Peu d’Ukrainiens envisagent de quitter la Pologne, selon un sondage
Près de la moitié des Ukrainiens arrivés en Pologne avant le début de la guerre en Ukraine souhaitent y rester, tandis que seuls 2 % d’entre eux veulent partir pour un autre pays, selon des données publiées par la banque centrale polonaise.
Près de la moitié des Ukrainiens arrivés en Pologne avant le début de la guerre en Ukraine souhaitent y rester. Seuls 2 % d’entre eux souhaitent partir pour un autre pays, selon des données publiées par la banque centrale polonaise. La volonté de rester est moins forte chez ceux qui sont arrivés après le début de la guerre.

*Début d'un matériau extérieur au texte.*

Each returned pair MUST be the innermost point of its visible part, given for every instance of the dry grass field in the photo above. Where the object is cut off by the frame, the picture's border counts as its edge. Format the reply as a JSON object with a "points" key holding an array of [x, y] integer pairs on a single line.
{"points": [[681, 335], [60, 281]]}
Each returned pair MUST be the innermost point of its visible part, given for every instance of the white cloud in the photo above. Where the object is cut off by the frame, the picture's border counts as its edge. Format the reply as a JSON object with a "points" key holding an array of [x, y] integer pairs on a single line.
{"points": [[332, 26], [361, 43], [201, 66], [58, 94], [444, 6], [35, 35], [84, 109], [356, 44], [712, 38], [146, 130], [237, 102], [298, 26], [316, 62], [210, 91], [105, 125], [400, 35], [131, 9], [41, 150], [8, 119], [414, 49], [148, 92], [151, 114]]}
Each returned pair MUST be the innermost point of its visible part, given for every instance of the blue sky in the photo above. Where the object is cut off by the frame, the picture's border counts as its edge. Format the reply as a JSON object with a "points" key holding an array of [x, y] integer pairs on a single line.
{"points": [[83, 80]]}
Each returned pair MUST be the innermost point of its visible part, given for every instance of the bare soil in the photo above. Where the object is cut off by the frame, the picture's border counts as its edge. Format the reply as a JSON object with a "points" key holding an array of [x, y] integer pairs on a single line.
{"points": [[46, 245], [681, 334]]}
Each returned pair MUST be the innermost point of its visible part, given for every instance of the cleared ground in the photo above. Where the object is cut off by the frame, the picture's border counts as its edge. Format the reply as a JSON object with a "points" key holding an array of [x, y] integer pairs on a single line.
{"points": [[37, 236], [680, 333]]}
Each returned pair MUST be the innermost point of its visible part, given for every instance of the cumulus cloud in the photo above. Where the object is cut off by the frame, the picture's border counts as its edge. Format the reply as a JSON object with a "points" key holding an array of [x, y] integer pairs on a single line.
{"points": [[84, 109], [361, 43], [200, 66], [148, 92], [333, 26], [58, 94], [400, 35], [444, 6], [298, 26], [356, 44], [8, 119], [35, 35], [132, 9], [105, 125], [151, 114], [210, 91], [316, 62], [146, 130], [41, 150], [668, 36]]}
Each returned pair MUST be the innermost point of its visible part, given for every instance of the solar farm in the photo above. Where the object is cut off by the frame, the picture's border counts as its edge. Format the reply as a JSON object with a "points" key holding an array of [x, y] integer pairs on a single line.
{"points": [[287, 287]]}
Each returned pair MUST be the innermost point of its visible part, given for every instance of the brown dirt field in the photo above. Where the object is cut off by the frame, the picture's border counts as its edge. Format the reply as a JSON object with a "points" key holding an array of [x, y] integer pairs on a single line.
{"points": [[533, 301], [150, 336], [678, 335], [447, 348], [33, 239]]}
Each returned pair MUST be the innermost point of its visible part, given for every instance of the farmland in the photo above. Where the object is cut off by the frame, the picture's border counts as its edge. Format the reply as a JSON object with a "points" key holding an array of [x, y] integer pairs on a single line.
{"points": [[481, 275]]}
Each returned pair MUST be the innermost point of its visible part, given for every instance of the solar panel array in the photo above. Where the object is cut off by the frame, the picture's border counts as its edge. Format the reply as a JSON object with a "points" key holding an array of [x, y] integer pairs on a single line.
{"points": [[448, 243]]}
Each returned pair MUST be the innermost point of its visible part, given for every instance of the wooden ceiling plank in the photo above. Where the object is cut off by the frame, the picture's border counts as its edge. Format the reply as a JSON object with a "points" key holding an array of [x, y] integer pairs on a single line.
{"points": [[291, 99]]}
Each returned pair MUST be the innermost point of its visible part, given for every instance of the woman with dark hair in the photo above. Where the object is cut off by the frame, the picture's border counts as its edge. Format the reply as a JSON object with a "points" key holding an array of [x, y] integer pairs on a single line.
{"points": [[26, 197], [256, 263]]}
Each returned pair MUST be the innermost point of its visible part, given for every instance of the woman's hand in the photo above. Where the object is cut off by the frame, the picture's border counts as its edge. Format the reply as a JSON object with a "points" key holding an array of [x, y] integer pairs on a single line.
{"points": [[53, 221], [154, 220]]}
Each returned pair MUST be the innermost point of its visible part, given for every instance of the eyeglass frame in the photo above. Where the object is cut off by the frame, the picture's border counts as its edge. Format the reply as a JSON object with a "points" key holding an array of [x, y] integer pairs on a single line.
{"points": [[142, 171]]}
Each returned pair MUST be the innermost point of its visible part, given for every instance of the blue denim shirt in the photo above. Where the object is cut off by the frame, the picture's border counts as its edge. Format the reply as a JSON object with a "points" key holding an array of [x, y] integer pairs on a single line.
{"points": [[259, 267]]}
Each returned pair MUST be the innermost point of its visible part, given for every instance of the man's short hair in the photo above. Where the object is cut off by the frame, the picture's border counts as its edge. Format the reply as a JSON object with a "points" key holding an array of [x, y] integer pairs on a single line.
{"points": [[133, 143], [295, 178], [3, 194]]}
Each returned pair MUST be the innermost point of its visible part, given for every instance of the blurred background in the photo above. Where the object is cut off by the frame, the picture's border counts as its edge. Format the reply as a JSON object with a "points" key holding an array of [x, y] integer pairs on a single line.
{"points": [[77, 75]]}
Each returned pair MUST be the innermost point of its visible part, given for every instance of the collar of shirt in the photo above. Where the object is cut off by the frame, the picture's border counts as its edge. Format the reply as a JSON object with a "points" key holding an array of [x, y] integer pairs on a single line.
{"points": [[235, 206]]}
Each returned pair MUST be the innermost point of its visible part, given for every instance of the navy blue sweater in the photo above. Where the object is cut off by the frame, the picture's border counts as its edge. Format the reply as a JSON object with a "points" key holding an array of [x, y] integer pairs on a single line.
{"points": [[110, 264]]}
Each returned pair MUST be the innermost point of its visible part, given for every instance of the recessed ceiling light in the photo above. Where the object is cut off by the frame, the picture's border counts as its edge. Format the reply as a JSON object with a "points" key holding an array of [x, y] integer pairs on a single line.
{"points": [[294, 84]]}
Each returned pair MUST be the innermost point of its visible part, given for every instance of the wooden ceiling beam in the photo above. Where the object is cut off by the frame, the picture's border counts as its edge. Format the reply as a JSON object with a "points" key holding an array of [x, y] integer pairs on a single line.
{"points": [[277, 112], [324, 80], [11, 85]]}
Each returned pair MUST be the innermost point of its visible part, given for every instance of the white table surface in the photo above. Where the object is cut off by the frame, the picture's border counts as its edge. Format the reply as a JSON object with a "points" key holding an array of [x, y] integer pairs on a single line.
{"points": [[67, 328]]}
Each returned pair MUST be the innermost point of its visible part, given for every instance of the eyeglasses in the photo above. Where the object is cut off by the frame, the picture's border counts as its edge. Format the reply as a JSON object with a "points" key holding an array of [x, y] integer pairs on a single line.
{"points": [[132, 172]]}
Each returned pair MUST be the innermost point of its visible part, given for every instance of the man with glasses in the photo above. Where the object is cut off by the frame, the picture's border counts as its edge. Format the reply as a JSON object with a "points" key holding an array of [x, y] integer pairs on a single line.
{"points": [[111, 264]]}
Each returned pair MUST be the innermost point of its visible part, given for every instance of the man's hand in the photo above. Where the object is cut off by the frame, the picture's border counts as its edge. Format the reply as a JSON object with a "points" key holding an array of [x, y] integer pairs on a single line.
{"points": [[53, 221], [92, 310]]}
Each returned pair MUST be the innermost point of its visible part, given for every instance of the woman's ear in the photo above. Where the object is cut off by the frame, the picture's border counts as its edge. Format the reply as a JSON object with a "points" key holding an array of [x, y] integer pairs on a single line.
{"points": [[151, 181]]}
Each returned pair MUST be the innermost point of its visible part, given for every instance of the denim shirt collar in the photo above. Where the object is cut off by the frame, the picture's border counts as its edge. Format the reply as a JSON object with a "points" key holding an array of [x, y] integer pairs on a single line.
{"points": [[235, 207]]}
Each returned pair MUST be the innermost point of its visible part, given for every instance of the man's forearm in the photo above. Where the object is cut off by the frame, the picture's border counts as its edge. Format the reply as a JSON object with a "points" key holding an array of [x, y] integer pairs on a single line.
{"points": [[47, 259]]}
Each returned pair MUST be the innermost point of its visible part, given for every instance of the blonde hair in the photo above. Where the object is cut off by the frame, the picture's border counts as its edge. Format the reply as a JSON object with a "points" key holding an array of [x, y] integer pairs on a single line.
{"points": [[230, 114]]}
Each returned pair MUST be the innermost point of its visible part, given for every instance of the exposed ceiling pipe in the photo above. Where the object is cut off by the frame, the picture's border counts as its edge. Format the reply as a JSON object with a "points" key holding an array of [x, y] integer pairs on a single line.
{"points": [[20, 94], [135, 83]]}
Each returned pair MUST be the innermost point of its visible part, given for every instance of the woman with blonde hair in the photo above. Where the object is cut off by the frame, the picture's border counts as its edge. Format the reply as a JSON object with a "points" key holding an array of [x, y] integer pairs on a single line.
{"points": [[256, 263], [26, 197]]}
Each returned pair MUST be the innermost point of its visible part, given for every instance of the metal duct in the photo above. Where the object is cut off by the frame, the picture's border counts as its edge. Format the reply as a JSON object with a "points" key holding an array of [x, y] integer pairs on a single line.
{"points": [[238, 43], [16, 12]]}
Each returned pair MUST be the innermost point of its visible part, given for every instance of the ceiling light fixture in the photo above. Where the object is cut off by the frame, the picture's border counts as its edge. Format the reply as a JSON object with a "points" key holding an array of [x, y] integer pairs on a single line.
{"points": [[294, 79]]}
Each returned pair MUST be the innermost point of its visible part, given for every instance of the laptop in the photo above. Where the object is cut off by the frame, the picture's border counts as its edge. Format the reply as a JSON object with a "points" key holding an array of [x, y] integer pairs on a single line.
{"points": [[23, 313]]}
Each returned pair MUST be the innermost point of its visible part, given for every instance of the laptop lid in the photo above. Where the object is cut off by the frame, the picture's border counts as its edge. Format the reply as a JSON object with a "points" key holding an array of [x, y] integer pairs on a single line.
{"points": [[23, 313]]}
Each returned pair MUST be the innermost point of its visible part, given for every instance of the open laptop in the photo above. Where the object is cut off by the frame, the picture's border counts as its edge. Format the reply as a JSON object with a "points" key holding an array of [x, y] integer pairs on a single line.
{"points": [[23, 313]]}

Comme l’indiquent les derniers rapports de la Banque Nationale de Pologne (NBP), 48 % des Ukrainiens en Pologne qui sont arrivés avant le début de la guerre indiquent qu’ils souhaitent rester dans le pays, tandis que 21 % des réfugiés de guerre ukrainiens que la Pologne a accueillis ont exprimé leur désir de s’installer de manière permanente.
En outre, 19 % des réfugiés de guerre et 10 % des immigrants arrivés en Pologne avant la guerre expriment le souhait de rester plus longtemps, bien qu’ils prévoient de retourner en Ukraine à un moment ou à un autre.
« Par rapport aux rapports précédents, le groupe de personnes incertaines quant à leur avenir ne diminue pas », a déclaré Paweł Strzelecki, expert du département des statistiques de la NBP et l’un des auteurs du rapport.
L’étude, qui a également interrogé des citoyens biélorusses en Pologne, a révélé que 55 % d’entre eux prévoient de rester plus d’un an, tandis que 13 % ont l’intention de rester temporairement avec comme objectif ultime de retourner en Biélorussie. Ces résultats sont influencés par le fait que de nombreux immigrants biélorusses ont des racines polonaises, des cartes d’identité polonaises ou même la citoyenneté polonaise.
Pour les Ukrainiens en Pologne, la fin de la guerre avec la Russie est le facteur le plus important qui influence leur décision de rester. Parmi les réfugiés de guerre, 59 % ont cité la fin de la guerre comme facteur décisif, contre 34 % des immigrants d’avant-guerre. Parmi les autres facteurs importants figurent l’absence de famille (citée par 20 % des réfugiés et 21 % des immigrés d’avant-guerre) et la difficulté de trouver du travail en Pologne (19 % et 17 %, respectivement).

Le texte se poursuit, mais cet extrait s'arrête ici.